## News

I just saw in “Shtetl Optimized” that the Linial-Nisan conjecture regarding $AC^0$ circuits have been proved by Mark Braverman. Scott’s post describes the conjecture as well as related open problems in computational complexity. (Scott offers  \$100 for a proof that Fourier Checking is not in AM, \$200 for a proof that it’s not in PH.) After many years of no news the case of depth two circuits was proved by Louay Bazzi about a year ago and a simpler proof was found by Razborov. Here is a post on the depth two case from “In theory“.

L. Bazzi                     M. Braverman

A bit more: There are further posts about this development in  Computational Complexity  (by Lance) and in In theory.

All three posts describe the results in some details, Luca discusses connection with random 3SAT problems and Scott mentions some natural connections with quantum computation.
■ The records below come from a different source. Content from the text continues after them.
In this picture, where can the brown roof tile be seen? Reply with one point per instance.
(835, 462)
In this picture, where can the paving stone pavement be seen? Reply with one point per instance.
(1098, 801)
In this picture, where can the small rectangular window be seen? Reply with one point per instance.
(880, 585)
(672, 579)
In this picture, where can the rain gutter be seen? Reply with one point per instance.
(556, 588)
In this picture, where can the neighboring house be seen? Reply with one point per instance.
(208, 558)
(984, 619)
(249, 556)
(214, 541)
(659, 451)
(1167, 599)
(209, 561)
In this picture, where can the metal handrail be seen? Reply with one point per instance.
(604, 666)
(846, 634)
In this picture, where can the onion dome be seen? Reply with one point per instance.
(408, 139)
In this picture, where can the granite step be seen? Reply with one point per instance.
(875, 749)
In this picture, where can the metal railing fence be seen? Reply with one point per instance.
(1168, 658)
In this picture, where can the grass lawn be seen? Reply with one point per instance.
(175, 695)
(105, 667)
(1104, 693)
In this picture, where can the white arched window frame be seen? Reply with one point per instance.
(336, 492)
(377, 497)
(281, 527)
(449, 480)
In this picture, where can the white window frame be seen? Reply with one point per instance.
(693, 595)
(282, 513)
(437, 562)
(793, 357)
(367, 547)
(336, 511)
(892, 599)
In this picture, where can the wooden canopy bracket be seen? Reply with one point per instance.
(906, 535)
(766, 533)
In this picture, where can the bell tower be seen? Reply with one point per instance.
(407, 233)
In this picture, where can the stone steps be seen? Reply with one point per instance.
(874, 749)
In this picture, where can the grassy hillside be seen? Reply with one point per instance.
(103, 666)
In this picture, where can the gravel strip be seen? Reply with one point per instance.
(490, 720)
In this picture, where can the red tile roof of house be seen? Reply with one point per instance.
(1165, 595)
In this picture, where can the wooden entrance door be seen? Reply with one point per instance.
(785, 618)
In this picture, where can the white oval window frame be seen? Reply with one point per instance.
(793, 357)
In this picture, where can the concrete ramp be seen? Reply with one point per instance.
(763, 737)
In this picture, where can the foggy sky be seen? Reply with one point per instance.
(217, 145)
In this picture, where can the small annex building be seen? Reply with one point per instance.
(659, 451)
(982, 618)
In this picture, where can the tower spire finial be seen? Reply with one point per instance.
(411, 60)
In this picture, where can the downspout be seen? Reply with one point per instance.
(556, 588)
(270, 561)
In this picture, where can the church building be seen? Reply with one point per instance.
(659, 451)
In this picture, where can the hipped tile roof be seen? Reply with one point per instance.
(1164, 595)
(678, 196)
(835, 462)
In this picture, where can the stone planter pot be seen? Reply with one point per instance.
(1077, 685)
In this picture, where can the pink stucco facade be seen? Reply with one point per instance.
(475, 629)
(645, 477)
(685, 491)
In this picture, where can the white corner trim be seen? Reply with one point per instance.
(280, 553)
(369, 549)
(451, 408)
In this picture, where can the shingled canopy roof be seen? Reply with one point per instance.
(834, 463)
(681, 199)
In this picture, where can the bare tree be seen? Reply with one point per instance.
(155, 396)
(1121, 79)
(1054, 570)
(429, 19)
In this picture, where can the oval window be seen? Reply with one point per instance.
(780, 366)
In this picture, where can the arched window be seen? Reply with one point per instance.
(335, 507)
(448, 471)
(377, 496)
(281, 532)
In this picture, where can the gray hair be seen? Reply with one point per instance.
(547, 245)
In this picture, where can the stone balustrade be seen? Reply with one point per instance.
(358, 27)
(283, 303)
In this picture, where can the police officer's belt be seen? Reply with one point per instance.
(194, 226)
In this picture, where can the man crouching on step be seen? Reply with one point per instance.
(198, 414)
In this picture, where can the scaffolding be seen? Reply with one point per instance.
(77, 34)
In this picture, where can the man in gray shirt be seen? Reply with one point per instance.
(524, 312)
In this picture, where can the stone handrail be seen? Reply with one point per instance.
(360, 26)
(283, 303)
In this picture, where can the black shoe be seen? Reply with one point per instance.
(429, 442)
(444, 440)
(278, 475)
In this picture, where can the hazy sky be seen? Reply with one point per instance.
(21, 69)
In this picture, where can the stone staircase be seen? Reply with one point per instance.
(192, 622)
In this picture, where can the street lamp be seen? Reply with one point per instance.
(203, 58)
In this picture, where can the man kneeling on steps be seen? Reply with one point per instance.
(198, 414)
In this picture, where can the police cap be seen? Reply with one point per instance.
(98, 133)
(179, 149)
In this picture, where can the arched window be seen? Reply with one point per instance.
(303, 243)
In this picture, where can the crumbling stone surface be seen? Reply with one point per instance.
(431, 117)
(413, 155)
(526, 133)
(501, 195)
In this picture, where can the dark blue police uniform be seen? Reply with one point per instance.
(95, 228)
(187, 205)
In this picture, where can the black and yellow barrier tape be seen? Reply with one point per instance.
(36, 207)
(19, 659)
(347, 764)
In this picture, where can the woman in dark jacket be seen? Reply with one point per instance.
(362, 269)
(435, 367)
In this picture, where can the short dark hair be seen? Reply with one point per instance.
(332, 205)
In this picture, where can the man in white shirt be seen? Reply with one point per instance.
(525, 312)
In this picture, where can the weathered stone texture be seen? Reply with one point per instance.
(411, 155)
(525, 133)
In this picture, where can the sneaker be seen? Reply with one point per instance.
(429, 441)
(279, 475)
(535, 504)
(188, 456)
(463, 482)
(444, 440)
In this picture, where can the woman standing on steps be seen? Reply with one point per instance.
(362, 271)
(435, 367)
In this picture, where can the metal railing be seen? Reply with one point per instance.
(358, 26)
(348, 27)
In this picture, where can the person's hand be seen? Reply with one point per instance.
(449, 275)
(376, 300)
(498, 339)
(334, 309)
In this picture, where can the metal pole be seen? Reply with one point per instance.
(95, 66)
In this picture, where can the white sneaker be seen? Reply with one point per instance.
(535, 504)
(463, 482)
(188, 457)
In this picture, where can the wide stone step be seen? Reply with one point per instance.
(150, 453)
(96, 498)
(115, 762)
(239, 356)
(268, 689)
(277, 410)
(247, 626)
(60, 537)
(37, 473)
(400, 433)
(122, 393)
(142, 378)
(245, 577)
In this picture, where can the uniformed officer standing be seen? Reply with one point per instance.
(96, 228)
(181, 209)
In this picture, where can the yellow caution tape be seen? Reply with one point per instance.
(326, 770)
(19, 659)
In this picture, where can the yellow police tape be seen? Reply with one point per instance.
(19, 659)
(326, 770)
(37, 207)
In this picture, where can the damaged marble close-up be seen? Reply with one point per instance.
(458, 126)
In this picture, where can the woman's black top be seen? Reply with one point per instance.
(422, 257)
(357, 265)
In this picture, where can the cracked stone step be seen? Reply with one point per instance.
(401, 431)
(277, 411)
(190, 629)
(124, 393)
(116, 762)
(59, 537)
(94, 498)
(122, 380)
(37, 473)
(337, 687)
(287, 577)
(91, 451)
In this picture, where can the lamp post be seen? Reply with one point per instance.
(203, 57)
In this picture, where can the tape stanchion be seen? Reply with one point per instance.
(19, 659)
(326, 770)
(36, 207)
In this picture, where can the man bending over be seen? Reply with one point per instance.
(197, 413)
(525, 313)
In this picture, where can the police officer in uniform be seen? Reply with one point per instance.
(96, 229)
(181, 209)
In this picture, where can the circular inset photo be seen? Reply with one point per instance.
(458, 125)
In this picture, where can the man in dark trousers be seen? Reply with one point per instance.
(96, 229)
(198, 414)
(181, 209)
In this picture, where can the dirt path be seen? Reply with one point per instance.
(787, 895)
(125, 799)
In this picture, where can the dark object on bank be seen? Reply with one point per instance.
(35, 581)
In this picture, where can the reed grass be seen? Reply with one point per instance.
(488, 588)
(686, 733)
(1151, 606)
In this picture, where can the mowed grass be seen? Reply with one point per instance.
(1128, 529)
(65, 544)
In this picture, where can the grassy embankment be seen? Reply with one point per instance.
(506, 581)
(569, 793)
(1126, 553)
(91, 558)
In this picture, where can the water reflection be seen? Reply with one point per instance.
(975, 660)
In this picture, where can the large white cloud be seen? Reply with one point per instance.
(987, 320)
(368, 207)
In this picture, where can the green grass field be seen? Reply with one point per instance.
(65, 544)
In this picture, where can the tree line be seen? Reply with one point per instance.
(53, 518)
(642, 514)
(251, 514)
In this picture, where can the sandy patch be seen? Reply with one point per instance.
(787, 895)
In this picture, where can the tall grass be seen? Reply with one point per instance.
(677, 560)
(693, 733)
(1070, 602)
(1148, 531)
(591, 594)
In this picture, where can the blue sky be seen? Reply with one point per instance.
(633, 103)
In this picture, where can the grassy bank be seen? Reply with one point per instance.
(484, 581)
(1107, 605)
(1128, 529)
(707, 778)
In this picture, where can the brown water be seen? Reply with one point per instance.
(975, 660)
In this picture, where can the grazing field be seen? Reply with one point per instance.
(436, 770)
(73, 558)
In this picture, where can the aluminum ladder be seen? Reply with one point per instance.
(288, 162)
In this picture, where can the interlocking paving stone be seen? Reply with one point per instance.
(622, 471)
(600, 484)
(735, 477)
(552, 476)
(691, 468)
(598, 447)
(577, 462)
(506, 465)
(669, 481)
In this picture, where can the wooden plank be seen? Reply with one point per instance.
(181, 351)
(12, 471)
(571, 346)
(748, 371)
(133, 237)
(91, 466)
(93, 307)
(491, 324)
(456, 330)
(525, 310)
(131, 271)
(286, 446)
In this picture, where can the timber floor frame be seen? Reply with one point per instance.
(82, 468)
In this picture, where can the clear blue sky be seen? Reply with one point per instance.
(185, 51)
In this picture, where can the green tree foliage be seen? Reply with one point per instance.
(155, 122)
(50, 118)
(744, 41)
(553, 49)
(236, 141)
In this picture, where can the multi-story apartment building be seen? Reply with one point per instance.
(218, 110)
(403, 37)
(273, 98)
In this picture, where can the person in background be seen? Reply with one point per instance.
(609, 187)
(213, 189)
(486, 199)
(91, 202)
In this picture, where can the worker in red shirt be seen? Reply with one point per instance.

Scott also gives a link to his related FOCS tutorial on the “polynomial method”.

Here is the description of Braverman’s result taken from “computational complexity”.

“Braverman shows that no poly-logarithmically independent distribution can be distinguished from a truly random distribution by a polynomial-size constant-depth circuit.

A r-independent distribution over binary strings of length n means that for every set of r bits are uniformly distributed over the 2r possible values for those bits. We can create r-independent distributions using O(r log n) truly random bits.

Braverman shows that no depth-d size-m circuit of AND, OR and NOT gates can distinguish between a truly uniform distribution and any r-independent distribution with r = (log m)O(d2). ”

Here is a problem (perhaps silly) that comes to mind:  Is the conclusion of the Linial-Nisan conjecture (=Braverman’s result) holds for Monotone $TC^0$ circuits, namely to circuits with (monotone) threshold gates? (I may ask around.)   (As Luca pointed out, we can certainly cannot hope for the full statement of the theorem; I am not sure about a weak version.)